Ontario drivers pay the most for auto insurance: Auditor General

Fraud cost the industry $1.3 billion in Ontario.

Ontario drivers are paying more for auto insurance than other Canadians motorists. This is in part because the average cost of accident injury claims is five times greater than in other provinces, according to Auditor General, Jim McCarter.

McCarter says auto insurance fraud cost the industry about $1.3 billion a year in Ontario, and the province “does not have significant measures in place to combat fraud,” McCarter warned in his annual report, which sums up value-for-money audits done on a range of selected ministries and agencies each year.

“From 2005 to 2010, the total cost of injury claims rose 150% even though the number of injury claims in the same period increased only 30%,” wrote McCarter.

The number of personal injury claims in 2009 was almost 75,000, 20% higher than the number of people who reported having been injured in an automobile accident that year.

The number of people killed or injured in auto accidents in Ontario has fallen 25% in the last decade, but McCarter pointed out the government guarantees insurers what is called a “reasonable rate of return” of 12%, which was last adjusted in 1996.

“That profit margin has not been adjusted downward since that time, even though the long-term bond rate has been about 3% for the last couple of years and is projected to remain at a relatively low level for some time,” said McCarter.

“The commission that oversees the auto insurance sector does not know whether insurers are handling claims judiciously and paying out the proper amounts, and it needs better information on the impact of fraud on claim costs.”

IBC agrees with Auditor General

Meanwhile, Insurance Bureau of Canada (IBC) supports the Auditor General’s report.
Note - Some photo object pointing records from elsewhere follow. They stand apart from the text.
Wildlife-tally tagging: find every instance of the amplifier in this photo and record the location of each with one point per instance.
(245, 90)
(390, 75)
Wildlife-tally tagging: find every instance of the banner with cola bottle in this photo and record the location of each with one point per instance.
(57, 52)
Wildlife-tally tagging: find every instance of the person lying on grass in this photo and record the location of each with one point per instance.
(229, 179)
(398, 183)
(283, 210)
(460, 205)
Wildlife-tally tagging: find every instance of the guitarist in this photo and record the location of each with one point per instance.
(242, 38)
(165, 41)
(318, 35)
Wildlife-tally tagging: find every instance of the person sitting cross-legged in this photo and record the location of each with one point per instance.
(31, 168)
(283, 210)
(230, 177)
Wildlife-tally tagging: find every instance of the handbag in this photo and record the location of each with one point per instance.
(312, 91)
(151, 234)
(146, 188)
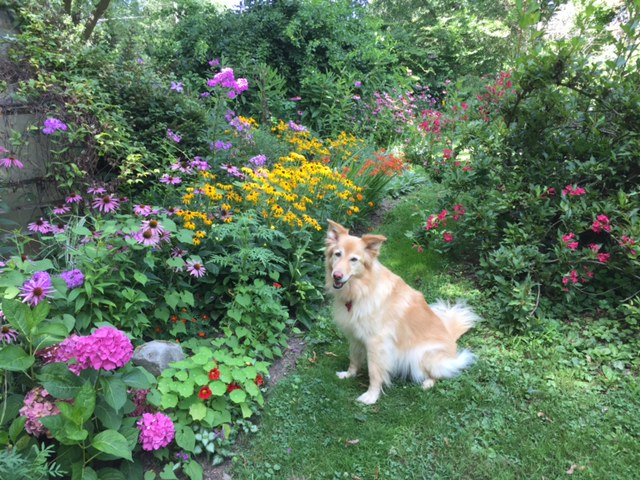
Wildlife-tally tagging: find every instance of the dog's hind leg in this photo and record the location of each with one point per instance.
(357, 355)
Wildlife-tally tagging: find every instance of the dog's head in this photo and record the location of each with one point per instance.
(348, 258)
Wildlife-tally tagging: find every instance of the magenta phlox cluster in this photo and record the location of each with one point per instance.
(37, 404)
(156, 431)
(226, 79)
(105, 349)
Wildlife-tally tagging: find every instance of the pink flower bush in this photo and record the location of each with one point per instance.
(105, 349)
(38, 404)
(156, 431)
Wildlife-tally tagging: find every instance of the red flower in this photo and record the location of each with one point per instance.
(205, 393)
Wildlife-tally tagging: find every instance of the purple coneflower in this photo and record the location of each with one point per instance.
(73, 198)
(96, 190)
(147, 237)
(195, 268)
(11, 162)
(36, 289)
(40, 226)
(170, 180)
(61, 209)
(106, 203)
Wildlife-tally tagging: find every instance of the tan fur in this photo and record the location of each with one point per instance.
(389, 324)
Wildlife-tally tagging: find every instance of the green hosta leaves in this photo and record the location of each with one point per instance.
(13, 358)
(113, 443)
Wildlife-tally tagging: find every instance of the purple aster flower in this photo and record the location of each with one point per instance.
(37, 288)
(199, 164)
(73, 278)
(156, 431)
(96, 190)
(11, 162)
(258, 160)
(173, 136)
(297, 128)
(40, 226)
(61, 209)
(52, 125)
(106, 203)
(147, 237)
(195, 268)
(73, 198)
(220, 145)
(170, 180)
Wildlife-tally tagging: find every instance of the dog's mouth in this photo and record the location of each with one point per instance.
(338, 284)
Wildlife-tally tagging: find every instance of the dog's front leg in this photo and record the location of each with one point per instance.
(357, 354)
(378, 374)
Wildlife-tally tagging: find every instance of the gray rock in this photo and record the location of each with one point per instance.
(156, 356)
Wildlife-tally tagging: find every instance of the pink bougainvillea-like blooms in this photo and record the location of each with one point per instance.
(37, 404)
(156, 431)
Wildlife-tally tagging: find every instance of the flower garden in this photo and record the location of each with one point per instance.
(199, 222)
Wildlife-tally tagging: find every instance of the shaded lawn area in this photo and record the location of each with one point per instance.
(533, 407)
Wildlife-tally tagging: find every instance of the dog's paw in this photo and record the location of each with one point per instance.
(369, 398)
(428, 383)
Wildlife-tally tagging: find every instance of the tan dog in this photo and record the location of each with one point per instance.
(388, 323)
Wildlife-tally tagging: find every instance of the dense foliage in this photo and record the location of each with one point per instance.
(198, 153)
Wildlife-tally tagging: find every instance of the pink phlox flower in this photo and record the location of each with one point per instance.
(106, 203)
(61, 209)
(40, 226)
(37, 289)
(38, 404)
(195, 268)
(170, 180)
(171, 135)
(11, 162)
(156, 431)
(73, 198)
(147, 237)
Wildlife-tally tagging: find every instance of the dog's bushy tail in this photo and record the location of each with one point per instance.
(458, 317)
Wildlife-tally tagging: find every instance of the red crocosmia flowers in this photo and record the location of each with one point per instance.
(205, 393)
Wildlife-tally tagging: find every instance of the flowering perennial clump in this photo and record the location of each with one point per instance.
(156, 431)
(37, 404)
(105, 349)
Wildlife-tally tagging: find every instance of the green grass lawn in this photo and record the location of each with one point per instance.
(536, 406)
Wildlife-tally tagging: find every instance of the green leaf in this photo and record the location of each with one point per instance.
(197, 411)
(14, 359)
(193, 470)
(114, 391)
(113, 443)
(140, 277)
(59, 381)
(185, 438)
(138, 377)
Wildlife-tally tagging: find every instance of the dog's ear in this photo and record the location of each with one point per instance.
(334, 232)
(373, 243)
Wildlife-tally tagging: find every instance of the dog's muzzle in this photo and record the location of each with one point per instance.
(338, 280)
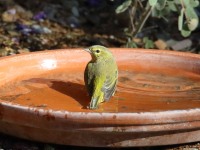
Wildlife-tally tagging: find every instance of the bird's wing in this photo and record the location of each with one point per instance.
(89, 78)
(109, 86)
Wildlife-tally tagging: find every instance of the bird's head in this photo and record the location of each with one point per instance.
(98, 52)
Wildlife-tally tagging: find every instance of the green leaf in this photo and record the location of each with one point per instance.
(124, 6)
(161, 4)
(192, 18)
(180, 20)
(194, 3)
(172, 6)
(153, 2)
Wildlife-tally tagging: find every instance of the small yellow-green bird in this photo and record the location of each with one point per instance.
(100, 75)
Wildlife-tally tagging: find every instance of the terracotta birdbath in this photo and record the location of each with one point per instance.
(43, 98)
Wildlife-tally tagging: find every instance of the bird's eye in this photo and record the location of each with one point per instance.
(97, 51)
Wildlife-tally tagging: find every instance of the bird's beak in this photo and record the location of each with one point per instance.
(87, 50)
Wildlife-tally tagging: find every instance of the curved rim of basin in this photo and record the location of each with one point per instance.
(135, 118)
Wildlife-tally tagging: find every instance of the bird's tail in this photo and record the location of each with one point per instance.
(95, 101)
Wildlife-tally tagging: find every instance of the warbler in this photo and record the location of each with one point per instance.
(100, 76)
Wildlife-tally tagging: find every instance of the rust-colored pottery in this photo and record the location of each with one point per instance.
(43, 98)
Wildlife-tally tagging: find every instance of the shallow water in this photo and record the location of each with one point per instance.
(136, 92)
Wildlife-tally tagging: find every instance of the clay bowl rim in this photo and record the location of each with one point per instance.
(161, 117)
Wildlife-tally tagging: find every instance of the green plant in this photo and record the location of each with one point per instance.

“Is it reasonable that accidents are down while claims have increased? It just doesn’t add up. Too many people are using the auto insurance system as a profit-making opportunity,” said Ralph Palumbo, Ontario vice president, IBC. “There is a sophisticated network of service providers who use the auto insurance system for their own self-interest. This problem is especially acute in the Greater TorontoArea.”

Palumbo added, “We are appalled that groups like the Alliance of Community Medical and Rehabilitation Providers and others have pointed a finger of blame at insurance companies when the Auditor General clearly states what we have been saying: Ontario policyholders are paying higher insurance rates because of service providers who over-treating and over-assessing patients for personal gain.”